Esther
Githumbi
Post-doctoral Researcher
TU Dresden
I am a (palaeo)ecological researcher focusing on landscape changes during the Holocene. My expertise is the use of multiple proxies such as pollen, charcoal, sediment physical and chemical characteristics to develop records of vegetation change, fire history and sediment processes. I have also worked with land-cover reconstruction (REVEALS) models and spatial interpolation models to develop land-cover change maps. Through a multidisciplinary approach, I collaborate with archaeologists, historians and climate modellers to develop an understanding of human-environmental interactions the Holocene (11700 K BP to present) in different landscapes. I participated in the development of European land-cover reconstructions covering the last 11700 cal BP to provide reliable estimates of land-cover change that can be used for climate modelling.
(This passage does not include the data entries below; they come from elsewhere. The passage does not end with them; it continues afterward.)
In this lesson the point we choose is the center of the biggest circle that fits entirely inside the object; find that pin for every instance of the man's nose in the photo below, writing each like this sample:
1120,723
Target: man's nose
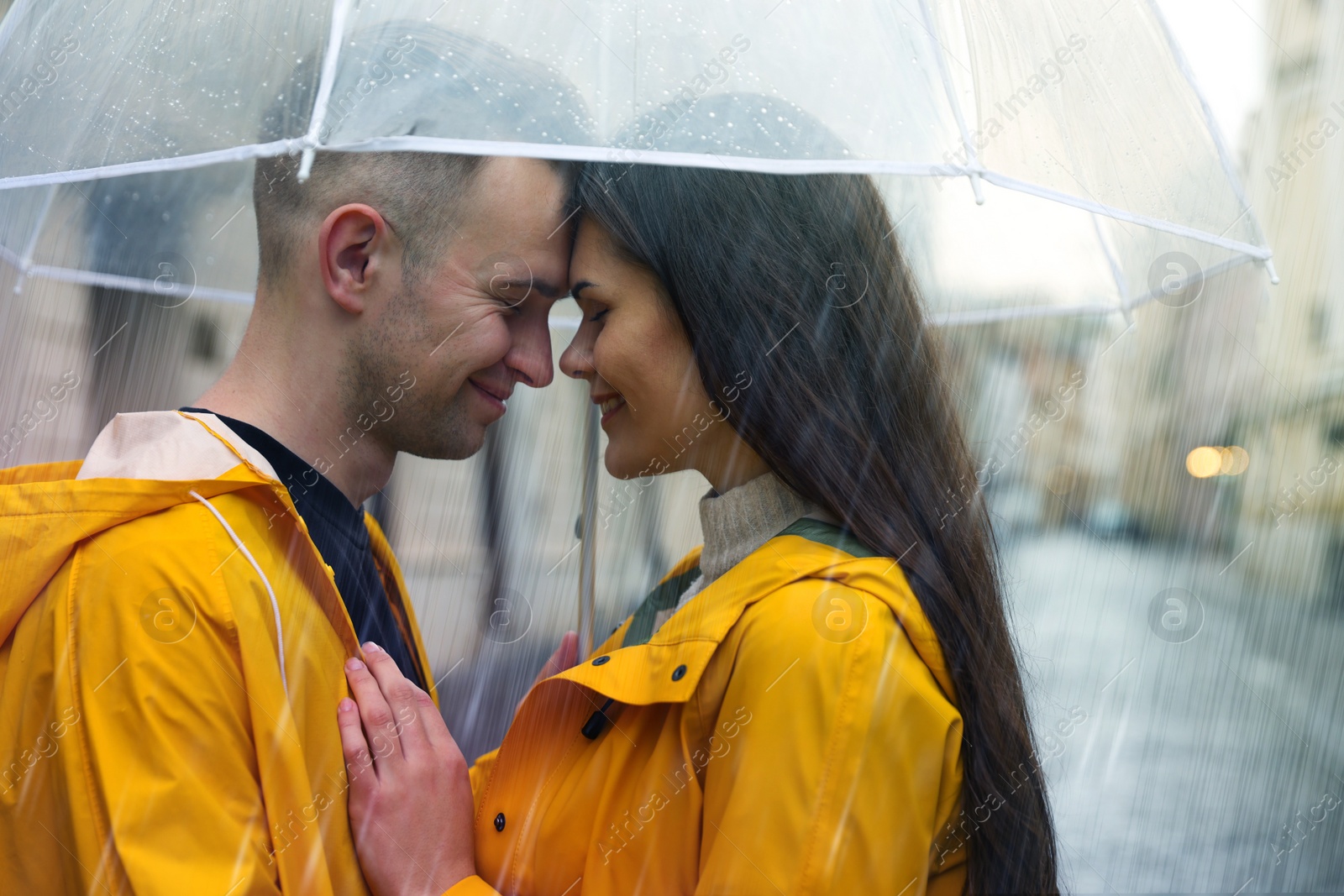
530,356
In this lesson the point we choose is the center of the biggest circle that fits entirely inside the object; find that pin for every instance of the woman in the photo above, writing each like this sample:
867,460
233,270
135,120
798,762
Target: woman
826,698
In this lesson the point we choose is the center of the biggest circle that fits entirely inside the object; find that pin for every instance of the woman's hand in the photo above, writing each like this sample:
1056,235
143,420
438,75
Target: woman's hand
410,797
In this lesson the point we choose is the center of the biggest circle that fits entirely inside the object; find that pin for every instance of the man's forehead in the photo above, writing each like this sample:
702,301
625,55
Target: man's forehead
522,199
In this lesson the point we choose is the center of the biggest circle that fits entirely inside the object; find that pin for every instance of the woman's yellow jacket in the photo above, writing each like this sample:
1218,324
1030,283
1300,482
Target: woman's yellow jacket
790,730
147,739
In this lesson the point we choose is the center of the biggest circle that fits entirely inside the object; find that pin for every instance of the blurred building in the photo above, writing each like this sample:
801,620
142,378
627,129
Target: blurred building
1292,506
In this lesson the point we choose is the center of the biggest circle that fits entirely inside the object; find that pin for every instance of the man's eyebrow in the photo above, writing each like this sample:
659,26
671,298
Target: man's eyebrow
544,288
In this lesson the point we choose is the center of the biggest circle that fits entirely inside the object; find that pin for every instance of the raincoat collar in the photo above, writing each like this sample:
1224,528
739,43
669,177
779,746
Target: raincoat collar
669,667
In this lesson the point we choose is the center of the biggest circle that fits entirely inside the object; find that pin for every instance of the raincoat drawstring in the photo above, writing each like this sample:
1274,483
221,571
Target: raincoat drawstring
275,605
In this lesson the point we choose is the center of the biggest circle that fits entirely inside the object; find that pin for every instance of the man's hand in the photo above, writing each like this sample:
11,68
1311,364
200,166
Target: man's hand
410,797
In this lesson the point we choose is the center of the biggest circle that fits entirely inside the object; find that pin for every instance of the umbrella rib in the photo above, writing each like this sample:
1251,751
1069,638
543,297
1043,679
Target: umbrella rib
324,86
1214,130
972,157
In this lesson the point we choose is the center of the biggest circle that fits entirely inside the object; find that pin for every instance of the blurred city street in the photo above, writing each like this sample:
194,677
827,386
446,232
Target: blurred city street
1196,758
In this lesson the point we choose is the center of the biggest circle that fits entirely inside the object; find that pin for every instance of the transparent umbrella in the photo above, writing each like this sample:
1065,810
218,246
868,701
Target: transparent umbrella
1102,179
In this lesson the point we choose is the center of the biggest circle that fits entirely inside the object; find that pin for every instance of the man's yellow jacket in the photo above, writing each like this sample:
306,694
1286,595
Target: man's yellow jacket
171,658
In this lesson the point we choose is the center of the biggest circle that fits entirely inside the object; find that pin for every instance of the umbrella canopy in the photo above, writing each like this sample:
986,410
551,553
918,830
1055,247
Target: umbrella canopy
1039,159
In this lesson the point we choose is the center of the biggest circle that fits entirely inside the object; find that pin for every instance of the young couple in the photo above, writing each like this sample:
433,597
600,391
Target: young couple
823,699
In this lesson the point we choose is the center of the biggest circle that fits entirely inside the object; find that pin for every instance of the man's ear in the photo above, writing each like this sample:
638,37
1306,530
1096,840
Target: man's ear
354,249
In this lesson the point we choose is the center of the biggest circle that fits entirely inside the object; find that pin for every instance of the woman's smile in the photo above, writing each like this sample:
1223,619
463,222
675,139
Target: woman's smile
609,406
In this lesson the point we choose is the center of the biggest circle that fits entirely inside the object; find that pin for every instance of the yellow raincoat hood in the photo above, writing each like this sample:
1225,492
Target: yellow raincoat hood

2018 – 2021 Land and Climate Interactions in Europe (LandClimII)
At Linnaeus University and Lund University in Sweden, I was involved in the development of quantitative land-cover reconstructions using the ‘Regional Estimates of VEgetation Abundance from Large Sites’ (REVEALS) model for Europe. We produced the first quantitative pollen based land-cover covering the Holocene (last 11,700 cal yr BP) using >1100 pollen records from across Europe and part of the Eastern Mediterranean-Black Sea-Caspian-Corridor. We have reconstructed the cover of 31 plant taxa assigned to 12 plant functional types (PFTs) and three land-cover types (LCTs). We also presented a new synthesis of relative pollen productivities (RPPs) for 45 European plant taxa was performed for this reconstruction. The data from this project is available in Pangaea (LandClimII 2021).
2013 – 2017 Resilience in East African landscape
My doctoral research focussed on East African landscape responses to climate change and human impacts so as to better understand how they may respond to future climate change and human impacts. A multi-proxy approach analysing pollen, macro-charcoal, sediment characterisation and elemental profiles was used to develop new palaeoecological records and reveal environmental changes since the late Pleistocene-Holocene transition period from Mau Forest and since the mid-Holocene from Amboseli. (Holocene Environmental and human interactions in East Africa.”